A. If computational errors were present, this would create significant challenges. However, we have developed a block that accepts digital input, performs analogue computation, and produces digital output. The conversion from digital to analogue and back is fully accurate, so from an application developer’s perspective, there is no difference between traditional digital computing and our DigAn architecture.
This is the core of our innovation. We provide the same flexibility, accuracy, and software paradigm and toolchain that developers already use, while delivering extremely low power consumption and high performance.
Q How does ADC design impact system performance in a mixed-signal AI processor?
A. ADC design is critical because it directly affects the accuracy of signal conversion between analogue and digital domains. Our team has introduced significant innovations by converting certain portions of the ADC into partially digital elements, which helps eliminate errors that can arise during analogue computation. This forms part of the deep technology we have developed and do not disclose publicly.
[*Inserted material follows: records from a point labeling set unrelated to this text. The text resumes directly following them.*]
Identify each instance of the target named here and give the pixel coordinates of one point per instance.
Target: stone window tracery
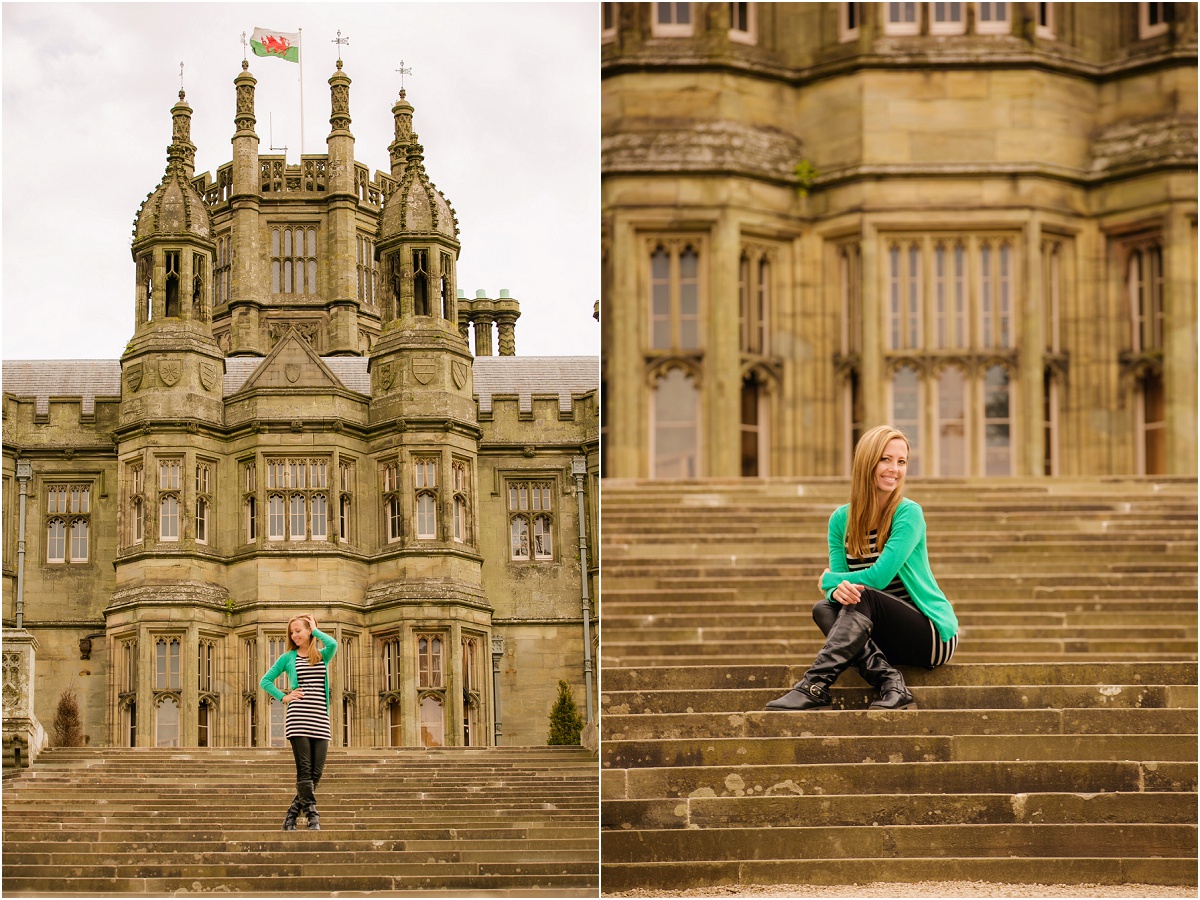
(393, 502)
(294, 259)
(204, 491)
(675, 292)
(461, 479)
(222, 269)
(672, 19)
(169, 487)
(69, 522)
(367, 270)
(425, 486)
(298, 499)
(532, 520)
(171, 307)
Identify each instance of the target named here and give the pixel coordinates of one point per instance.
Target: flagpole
(301, 93)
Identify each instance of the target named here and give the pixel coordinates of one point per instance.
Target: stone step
(901, 841)
(892, 749)
(1019, 869)
(934, 697)
(1032, 756)
(280, 881)
(927, 777)
(898, 809)
(924, 721)
(1049, 673)
(159, 821)
(1176, 646)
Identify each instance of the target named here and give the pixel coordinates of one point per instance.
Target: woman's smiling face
(892, 468)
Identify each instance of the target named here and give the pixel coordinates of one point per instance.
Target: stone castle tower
(297, 425)
(976, 221)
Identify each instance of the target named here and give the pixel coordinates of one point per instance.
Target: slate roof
(45, 378)
(495, 376)
(527, 376)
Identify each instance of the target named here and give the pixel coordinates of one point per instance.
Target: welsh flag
(285, 45)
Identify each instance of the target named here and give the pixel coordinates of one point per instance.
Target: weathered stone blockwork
(299, 424)
(798, 205)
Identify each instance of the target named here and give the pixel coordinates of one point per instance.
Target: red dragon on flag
(281, 45)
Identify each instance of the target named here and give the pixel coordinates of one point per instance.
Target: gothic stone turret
(172, 369)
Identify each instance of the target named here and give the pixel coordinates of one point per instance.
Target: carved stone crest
(424, 369)
(133, 377)
(387, 375)
(169, 371)
(208, 376)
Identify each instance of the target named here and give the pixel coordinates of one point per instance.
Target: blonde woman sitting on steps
(882, 605)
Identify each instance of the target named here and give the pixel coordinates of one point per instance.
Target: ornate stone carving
(385, 375)
(209, 376)
(424, 369)
(133, 377)
(169, 370)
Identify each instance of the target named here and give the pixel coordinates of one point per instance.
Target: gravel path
(929, 888)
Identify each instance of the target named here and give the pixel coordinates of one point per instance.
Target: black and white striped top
(309, 717)
(895, 588)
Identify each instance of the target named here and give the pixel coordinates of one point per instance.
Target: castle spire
(181, 151)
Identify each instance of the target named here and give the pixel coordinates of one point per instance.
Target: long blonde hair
(313, 653)
(863, 497)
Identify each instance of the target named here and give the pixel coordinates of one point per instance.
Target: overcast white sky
(507, 102)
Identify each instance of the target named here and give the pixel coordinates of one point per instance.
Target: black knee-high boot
(873, 666)
(311, 813)
(309, 802)
(289, 819)
(844, 642)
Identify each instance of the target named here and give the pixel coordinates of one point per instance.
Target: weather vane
(403, 72)
(340, 41)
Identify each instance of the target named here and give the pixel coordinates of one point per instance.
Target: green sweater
(287, 663)
(905, 553)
Components such as ADCs and DACs require careful design to ensure accurate conversion between classical analogue signals and our DigAn architecture. Proper design of these components is essential to maintain the performance and accuracy of our AI processors.
Q. Can you briefly explain the role of memory in your AI processors?
A. In the embedded world, small devices function as complete computers, storing all data, programs, and AI models on-device rather than relying on external memory or storage. When an application requires a larger AI model, it must fit entirely into on-chip memory.
Our first version offered 320 kilobytes of on-chip memory, which developers quickly found limiting. The new version expands this to 2 megabytes, enabling larger applications, more complex operating systems, additional peripherals and sensors, and more sophisticated software stacks.
Q. What are the benefits of hardware sensor fusion compared to software-based sensor fusion on a CPU?
A. We designed this chip for devices such as safety pendants that connect multiple sensors, including sound, motion, pressure, temperature, and vibration, allowing AI to process complex tasks efficiently. Running this workload on a CPU would rapidly drain the battery, so we developed a hardware-based Sense Mesh that fuses sensor data with minimal power consumption.
The chip can operate on a small battery for up to six months at 100 microwatts, whereas traditional software-based approaches can consume 10x more power. The Sense Mesh feeds data directly to always-active AI cores that continue processing even in subconscious mode, supporting up to 20 digital and eight analogue sensors. This architecture enables practical, always-on AI in battery-powered devices.
Q. How do you design an efficient data pipeline so that multiple sensor inputs do not become a bottleneck?
A. The answer is sustained engineering effort and creative problem-solving. Our AI architecture operates at just 100 microwatts, but existing digital microphones and ADCs were too power-hungry.
We therefore designed our own 5-microwatt ADC, once considered impractical, which now allows the Sense Mesh to process multiple sensor inputs efficiently without bottlenecks.
Q. Can you discuss the new innovations you are currently working on?
A. Our scalable technology supports devices ranging from 10-core ultra-low-power implementations to a 64-core launch planned for 2026-27, delivering high compute performance with minimal energy consumption. We are also developing devices with thousands of cores, far exceeding current efficiency benchmarks.
The primary challenge remains the long development cycle before revenue generation, which many investors find difficult to support.
Q. Do you think transistor scaling limitations will impact the future of AI-native processors?
A. Over the past 20 years, innovation in materials, transistors, and EDA tools has slowed. While smaller process nodes have improved density, fundamental progress has stalled, creating bottlenecks in multi-layer AI, memory, and power delivery.
Emerging technologies such as graphene and quantum computing remain distant, making solutions like ours essential for the next 15-20 years.